さらに、保護膜は目的の加工工程を行った後は、除去が必要である。この除去に関しては、デバイスへのダメージを与えること無く除去する必要があるため、なるべく多くの除去方法が存在することが望ましい。その除去方法には、有機溶媒、水から構成される薬液によるウエット除去による方法、酸素プラズマ等によるドライエッチングによる方法がある。そしてデバイスによっては、酸素プラズマの影響によるデバイスに対する酸化の影響から、ドライエッチング除去が好まれず、ウエット除去が好まれる場合がある。そのウエット除去を行う場合には、デバイスへのダメージ低減から、有機溶媒のみ、あるいは水のみで除去する方法が望ましく、デバイスの種類によって選択できることが望ましい。
このような水および有機溶媒による保護膜の除去が可能な樹脂としては、水溶性樹脂が考えられる。

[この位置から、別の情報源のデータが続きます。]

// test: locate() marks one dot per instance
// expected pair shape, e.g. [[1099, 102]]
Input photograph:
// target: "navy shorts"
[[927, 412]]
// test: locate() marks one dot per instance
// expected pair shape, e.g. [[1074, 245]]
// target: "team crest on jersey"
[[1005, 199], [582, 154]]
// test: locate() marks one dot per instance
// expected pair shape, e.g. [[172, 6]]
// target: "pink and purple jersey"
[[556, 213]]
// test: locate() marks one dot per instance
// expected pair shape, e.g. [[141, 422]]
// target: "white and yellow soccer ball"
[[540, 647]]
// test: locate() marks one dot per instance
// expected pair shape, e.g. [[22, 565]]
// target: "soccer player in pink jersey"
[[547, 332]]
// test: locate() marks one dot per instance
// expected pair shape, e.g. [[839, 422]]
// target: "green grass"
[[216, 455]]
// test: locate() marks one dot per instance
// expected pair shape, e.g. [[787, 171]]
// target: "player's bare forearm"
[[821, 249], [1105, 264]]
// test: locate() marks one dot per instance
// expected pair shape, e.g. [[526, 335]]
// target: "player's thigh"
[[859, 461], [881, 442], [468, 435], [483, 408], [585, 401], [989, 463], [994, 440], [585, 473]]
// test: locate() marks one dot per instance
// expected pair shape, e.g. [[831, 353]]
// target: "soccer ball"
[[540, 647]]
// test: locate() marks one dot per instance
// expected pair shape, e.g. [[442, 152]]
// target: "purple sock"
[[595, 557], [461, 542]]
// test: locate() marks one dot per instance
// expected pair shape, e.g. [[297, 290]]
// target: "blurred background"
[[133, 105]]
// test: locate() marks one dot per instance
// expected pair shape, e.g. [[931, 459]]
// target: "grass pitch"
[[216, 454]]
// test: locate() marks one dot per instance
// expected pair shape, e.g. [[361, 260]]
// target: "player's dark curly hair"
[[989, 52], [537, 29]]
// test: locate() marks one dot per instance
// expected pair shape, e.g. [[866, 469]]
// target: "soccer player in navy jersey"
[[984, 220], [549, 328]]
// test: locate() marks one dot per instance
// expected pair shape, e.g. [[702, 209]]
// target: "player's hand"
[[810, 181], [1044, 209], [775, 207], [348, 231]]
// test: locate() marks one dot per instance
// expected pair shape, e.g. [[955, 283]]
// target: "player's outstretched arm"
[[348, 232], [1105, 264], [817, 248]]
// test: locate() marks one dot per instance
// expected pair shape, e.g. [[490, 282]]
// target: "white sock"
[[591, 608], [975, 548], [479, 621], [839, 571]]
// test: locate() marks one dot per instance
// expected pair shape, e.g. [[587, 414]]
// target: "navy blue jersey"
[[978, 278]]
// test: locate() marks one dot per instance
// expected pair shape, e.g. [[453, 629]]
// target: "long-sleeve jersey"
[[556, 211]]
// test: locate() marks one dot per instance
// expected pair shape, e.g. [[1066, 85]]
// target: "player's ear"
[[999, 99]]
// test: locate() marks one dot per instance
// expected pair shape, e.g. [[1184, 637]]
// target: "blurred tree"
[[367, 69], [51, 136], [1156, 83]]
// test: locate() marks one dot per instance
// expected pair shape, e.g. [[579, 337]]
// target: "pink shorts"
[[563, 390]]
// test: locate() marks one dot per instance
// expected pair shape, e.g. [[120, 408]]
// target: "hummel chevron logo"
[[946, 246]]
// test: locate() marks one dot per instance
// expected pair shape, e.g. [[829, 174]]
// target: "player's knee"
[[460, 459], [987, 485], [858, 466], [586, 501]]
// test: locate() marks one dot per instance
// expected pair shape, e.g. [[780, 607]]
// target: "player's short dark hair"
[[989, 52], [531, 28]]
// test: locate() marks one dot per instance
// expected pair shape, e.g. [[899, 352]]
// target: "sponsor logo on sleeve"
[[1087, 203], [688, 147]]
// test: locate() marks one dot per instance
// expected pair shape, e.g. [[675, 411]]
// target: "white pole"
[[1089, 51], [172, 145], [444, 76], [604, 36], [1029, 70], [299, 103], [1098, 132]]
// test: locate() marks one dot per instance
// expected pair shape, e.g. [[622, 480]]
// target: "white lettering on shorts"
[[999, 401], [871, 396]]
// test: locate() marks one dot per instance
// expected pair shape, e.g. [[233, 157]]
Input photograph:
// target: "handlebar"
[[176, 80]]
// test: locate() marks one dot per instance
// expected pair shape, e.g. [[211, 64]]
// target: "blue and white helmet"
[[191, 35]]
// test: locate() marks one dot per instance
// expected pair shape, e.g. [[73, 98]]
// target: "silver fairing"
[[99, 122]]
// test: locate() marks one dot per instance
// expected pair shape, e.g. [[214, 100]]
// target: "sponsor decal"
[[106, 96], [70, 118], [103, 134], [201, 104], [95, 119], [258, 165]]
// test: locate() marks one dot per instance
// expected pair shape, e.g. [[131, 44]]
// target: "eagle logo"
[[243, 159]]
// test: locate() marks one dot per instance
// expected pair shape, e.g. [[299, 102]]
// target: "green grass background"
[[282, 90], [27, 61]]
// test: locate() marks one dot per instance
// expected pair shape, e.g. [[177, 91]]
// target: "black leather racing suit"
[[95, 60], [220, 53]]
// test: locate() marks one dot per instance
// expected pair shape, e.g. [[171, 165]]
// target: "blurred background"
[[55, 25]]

そこで以下の特性を持つ保護膜が望ましい。簡単に平滑な膜の形成ができ、使用後に膜の除去が容易である。特に使用後は、酸素プラズマエッチング、または水、有機溶媒によるウエット除去が可能である。段差形状の上部角の部分の保護性能が十分ある。クラックが発生しない。
【先行技術文献】
【特許文献】
【0011】
【特許文献1】特開平9−106981
【発明の概要】
【発明が解決しようとする課題】
【0012】
本発明は、これまで述べたように、MEMS製造時の基板の保護膜、特にシリコンウエハのエッチング時のデバイス面の保護膜としては、以下の特性を満たす膜を得ることができる半導体素子保護膜用塗布組成物を提供することである。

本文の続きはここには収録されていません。